ŞINGILDAK Küçük Menderes'in binlerce yıldır suladığı verimli ovası ve sırtını yasladığı Aydın Dağları ile bir ot cenneti. Sarmaşık, tilkicek, ebegümeci, iğnelik, şıngıldak, ısırgan, cibez, turp otu, kenger, şevketi bostan, helvacık, ballık, radika, labada, urgancık, tiksincik, kapurcuk, arapsaçı, sinir otu, hindiba, hardal, sir ken, it üzümü, gaymecik, pazı, eşek helvası, melengeç, zil can, semizotu, tere, dereotu, gerdeme ve daha niceleri, Tireli'nin tükettiği otların ilginç adlarıdır.
KİM BOZULUR? Tireliler bu otların karışımından zeytinyağı ve salça kullanarak kavurmalar yapar."
Diyorum ki:
- Fast Food baronları görse çok bozulur size Başkan. - Öyle ayaküstü beslenme alışkanlıklarına karşılık direniyoruz elbette.

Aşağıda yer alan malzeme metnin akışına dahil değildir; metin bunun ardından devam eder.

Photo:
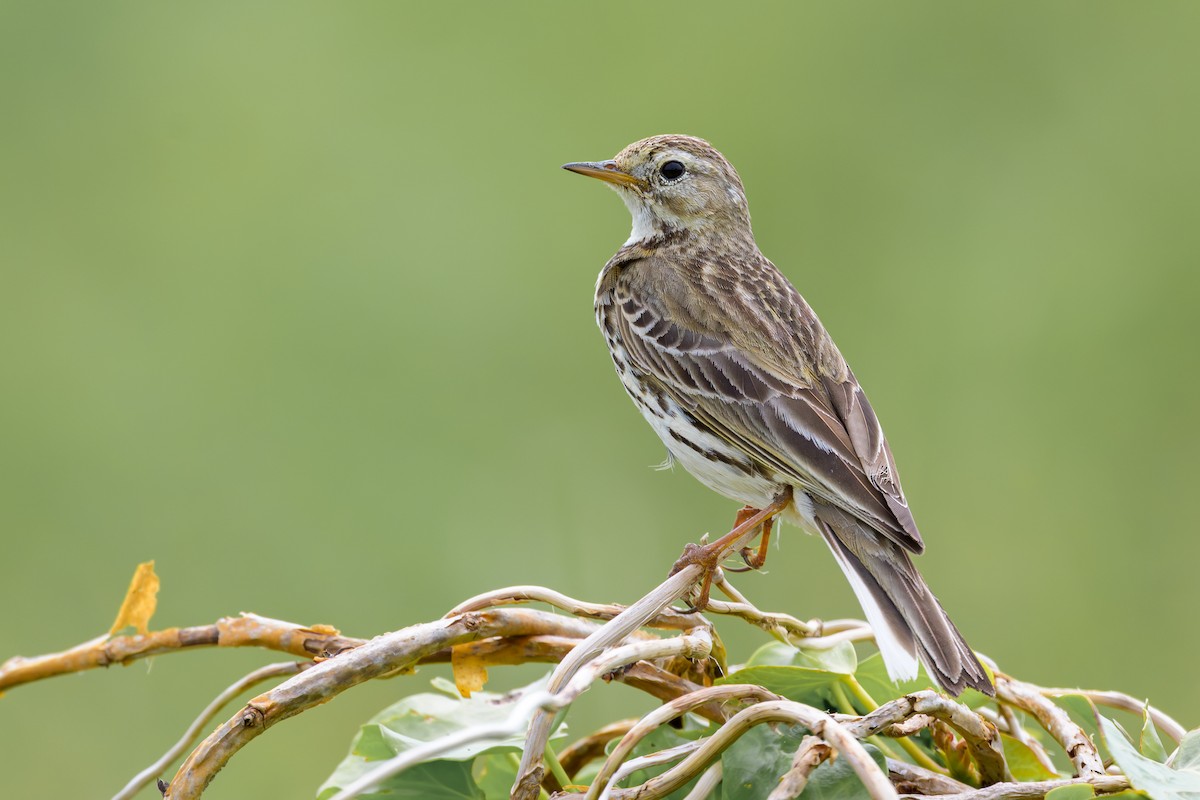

Bunca zengin coğrafyası, zengin bitki örtüsü ve tarihsel arka planımız var. Kim baş edebilir ki?
- Araştırmacılar geldi mi? - Geldiler elbette. Bilimadamları burada "iştah açıcılar", "doyurucular", "tatlandırıcılar" adı altında 3 ana gruba ayırdılar ürünlerimizi. Araştırmalara böyle böyle başladılar, sürdürüyorlar.